BOKEP Dan BOKER ( 2 )
Better late than never.
Lebih baik terlambat daripada tidak sama sekali. Pepatah ini yang kami
aplikasikan. Aku, Akbar, dan Wisnu sama-sama terdaftar sebagai peserta program
tanggal 10 januari. Akbar selama 1 bulan sedangkan aku dan Wisnu hanya dua
minggu. Di awal kebersamaan kami, rasa canggung jelas ada. Kami laksana
orang-orang yang dijodohkan dan kini tengah dalam proses ta’aruf. Mengenal
lebih dalam. satu hal yang aku sukai dari mereka berdua, mereka bukan homo.
Artinya, keperjakaanku akan aman selama disini. (*abaikan lagi bagian yang ini)
Lambat laun kami mulai
akrab. Pun juga dengan para tutor yang notabene lebih banyak daripada jumlah
member. Di kemudian hari barulah kami
menyadari bahwa camp tersebut sebenarnya dikhususkan untuk para tutor. Namun karena
kami terlambat datang dan camp yang lain sudah terisi penuh akhirnya kami di
tempatkan di camp tersebut. bergabung dengan para tutor. Entah berkah atau
musibah. Bagai anak ayam yang baru menetas dan masuk ke sarang Elang senior.
Suatu malam Mr Anam,
tutor paling dewasa di camp tersebut mengetuk pintu. Oleh Akbar dan Wisnu, aku
diberi amanah untuk membukanya. Sungguh sebuah kehormatan bagiku. Pintu pun aku
buka dengan sedikit mengangkat. Karena kalau tidak begitu, pintu tersebut akan
berdecit dan mengeluarkan bunyi berisik. Mr Anam tersenyum ke kami semua.

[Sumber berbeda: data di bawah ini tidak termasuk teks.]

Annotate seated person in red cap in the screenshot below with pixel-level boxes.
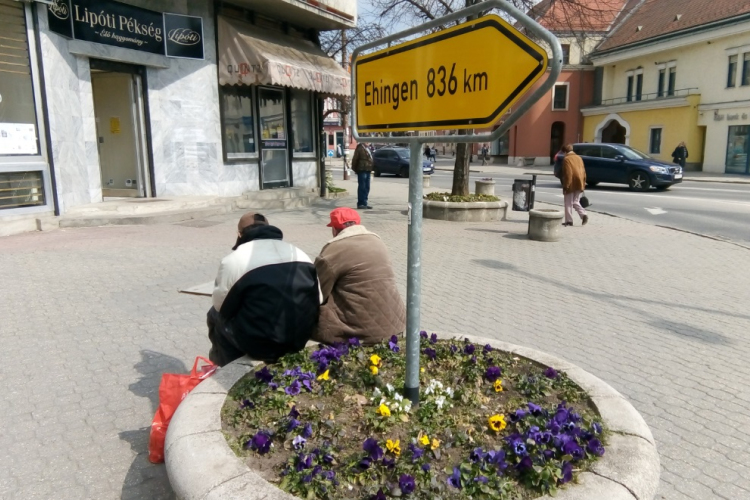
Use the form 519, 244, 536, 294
313, 207, 406, 344
208, 213, 320, 366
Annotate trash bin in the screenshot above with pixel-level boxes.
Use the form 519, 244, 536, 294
513, 179, 532, 212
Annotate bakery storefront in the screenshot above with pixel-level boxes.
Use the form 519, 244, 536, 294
0, 0, 349, 223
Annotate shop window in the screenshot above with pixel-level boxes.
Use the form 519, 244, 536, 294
560, 43, 570, 64
726, 125, 750, 174
291, 90, 314, 153
667, 67, 677, 96
656, 69, 667, 97
0, 171, 47, 209
727, 54, 737, 88
221, 85, 258, 158
635, 73, 643, 101
742, 52, 750, 85
0, 0, 39, 156
648, 128, 661, 155
626, 75, 633, 102
552, 83, 568, 111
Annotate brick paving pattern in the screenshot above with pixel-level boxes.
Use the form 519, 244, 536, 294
0, 180, 750, 500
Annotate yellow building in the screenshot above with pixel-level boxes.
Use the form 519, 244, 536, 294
582, 0, 750, 174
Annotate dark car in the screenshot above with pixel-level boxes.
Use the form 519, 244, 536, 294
555, 143, 682, 191
372, 148, 435, 177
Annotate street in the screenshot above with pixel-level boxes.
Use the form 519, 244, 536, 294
378, 158, 750, 245
0, 178, 750, 500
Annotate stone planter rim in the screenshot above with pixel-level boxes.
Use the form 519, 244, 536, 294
529, 208, 565, 219
164, 335, 660, 500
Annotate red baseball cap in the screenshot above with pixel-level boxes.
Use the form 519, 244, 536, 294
328, 207, 360, 229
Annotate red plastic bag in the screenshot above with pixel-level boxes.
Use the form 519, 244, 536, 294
148, 356, 218, 464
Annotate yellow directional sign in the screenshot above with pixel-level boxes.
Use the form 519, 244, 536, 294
354, 15, 547, 132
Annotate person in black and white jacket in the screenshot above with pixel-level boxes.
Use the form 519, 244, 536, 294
207, 213, 321, 366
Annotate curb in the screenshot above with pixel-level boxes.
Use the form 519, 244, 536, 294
164, 335, 661, 500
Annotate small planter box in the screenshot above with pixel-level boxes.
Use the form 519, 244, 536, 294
474, 180, 495, 196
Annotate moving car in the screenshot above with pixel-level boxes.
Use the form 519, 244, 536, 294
372, 148, 435, 177
568, 143, 682, 191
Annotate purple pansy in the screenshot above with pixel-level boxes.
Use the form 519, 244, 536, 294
284, 380, 302, 396
586, 439, 604, 457
362, 438, 383, 461
448, 467, 461, 490
292, 436, 307, 450
255, 366, 273, 384
398, 474, 416, 495
388, 335, 400, 352
245, 431, 271, 455
484, 366, 502, 382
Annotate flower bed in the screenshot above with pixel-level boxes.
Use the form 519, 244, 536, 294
222, 332, 606, 500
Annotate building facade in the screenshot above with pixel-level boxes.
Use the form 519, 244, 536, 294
582, 0, 750, 174
0, 0, 357, 230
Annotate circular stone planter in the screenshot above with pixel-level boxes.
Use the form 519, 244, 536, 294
529, 209, 563, 241
164, 335, 660, 500
422, 200, 508, 222
474, 180, 495, 196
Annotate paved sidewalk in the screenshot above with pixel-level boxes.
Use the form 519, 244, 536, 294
0, 179, 750, 500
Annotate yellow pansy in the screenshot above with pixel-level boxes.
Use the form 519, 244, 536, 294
489, 415, 507, 432
385, 439, 401, 456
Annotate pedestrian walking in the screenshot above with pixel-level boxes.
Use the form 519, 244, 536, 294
561, 144, 589, 226
672, 142, 688, 169
352, 142, 372, 208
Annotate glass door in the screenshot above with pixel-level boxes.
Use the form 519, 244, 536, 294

Setelah menyapa ia pun menjelaskan bahwa kami wajib berbahasa Inggris selama di
camp ini. detailnya aku tidak ingat betul tapi poin omongan beliau aku pahami.
Maklum masih pemula.
“ yes, we will try it ”
aku menyeringai diikuti anggukan kepala dari Wisnu dan Akbar.
Sejak malam itu, english
area berlaku. Haram hukumnya berbahasa Indonesia dan bahasa yang lain kecuali
jika sedang menelpon. Jika diantara kami tidak mengetahui suatu vocab dalam
bahasa Inggris kami diharuskan mengatakan how to say...
Uniknya, pasca english
area diberlakukan kami jadi semakin dekat. Tabiat asli kami pun mulai nampak ke
permukaan. Akbar adalah orang yang paling kepo diantara kami. Ia banyak
bertanya tentang jurusanku dan Wisnu. Tentunya dalam bahasa Inggris. Kami pun
menjelaskan dengan bahasa Inggris. Gak peduli grammar dan pronounciation
kami berantakan sing penting ngomong wae.
Percaya atau tidak kami
jadi semakin dekat dan akrab kala membahas hometown ( kampung halaman )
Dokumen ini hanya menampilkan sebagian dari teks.